Article réservé aux abonnés
L'Europe, «chacun le sait, tous en témoignent», précipite en mécréance. Les inquiétudes d'André Glucksmann.
publié le 11 mai 2000 à 0h28

Les critères qu'une oeuvre devrait faire siens pour être dite «de philosophie» seraient assurément trop universitaires s'ils empêchaient qu'en note de bas de page on enchaînât des références à Aristote, à un discours de Jean Paul II, à une enquête de Newsweek et à un numéro spécial de Télérama. Et ils seraient franchement académiques s'ils interdisaient des intertitres tels que «Et dieu créa la vamp», «Le péché original "mass-médiatique» ou «Sens et télé-non-sens». Aussi, André Glucksmann, dans la Troisième Mort de Dieu, a-t-il raison de s'en moquer: il exprime en son nom des «idées», dit «je», peut bien se servir d'un sondage de la Sofres («Dans lesquelles de ces occasions doutez-vous de l'existence de Dieu?») pour asseoir ses développements, et même voir dans ses résultats («Lors des génocides dans le monde comme au Rwanda: 40%») un résumé de «l'expérience intérieure du siècle». Qu'importe au fond le flacon" Mais d'où pourrait ici venir l'ivresse?

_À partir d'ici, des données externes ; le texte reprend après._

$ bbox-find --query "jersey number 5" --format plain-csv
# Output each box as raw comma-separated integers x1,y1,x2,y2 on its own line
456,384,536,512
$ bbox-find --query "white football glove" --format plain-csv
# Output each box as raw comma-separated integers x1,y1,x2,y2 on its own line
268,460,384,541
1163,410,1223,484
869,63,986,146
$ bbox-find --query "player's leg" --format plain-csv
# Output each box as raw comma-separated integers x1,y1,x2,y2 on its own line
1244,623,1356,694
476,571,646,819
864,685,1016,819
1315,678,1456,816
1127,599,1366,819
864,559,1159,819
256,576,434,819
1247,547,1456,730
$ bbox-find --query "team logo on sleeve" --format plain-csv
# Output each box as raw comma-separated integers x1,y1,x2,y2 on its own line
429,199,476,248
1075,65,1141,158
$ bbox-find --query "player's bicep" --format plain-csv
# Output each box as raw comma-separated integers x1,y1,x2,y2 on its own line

De la tentative d'expliquer une mutation «profonde et mystérieuse», une «irrésistible modification d'atmosphère», qui en «vagues diffuses», déplace «l'ensemble des manières de vivre, d'aimer et de mourir», à savoir, donc, la troisième mort de Dieu, venant après celle qu'il s'est donnée lui-même et celle, plus lente, qu'ont provoquée Marx et Nietzsche.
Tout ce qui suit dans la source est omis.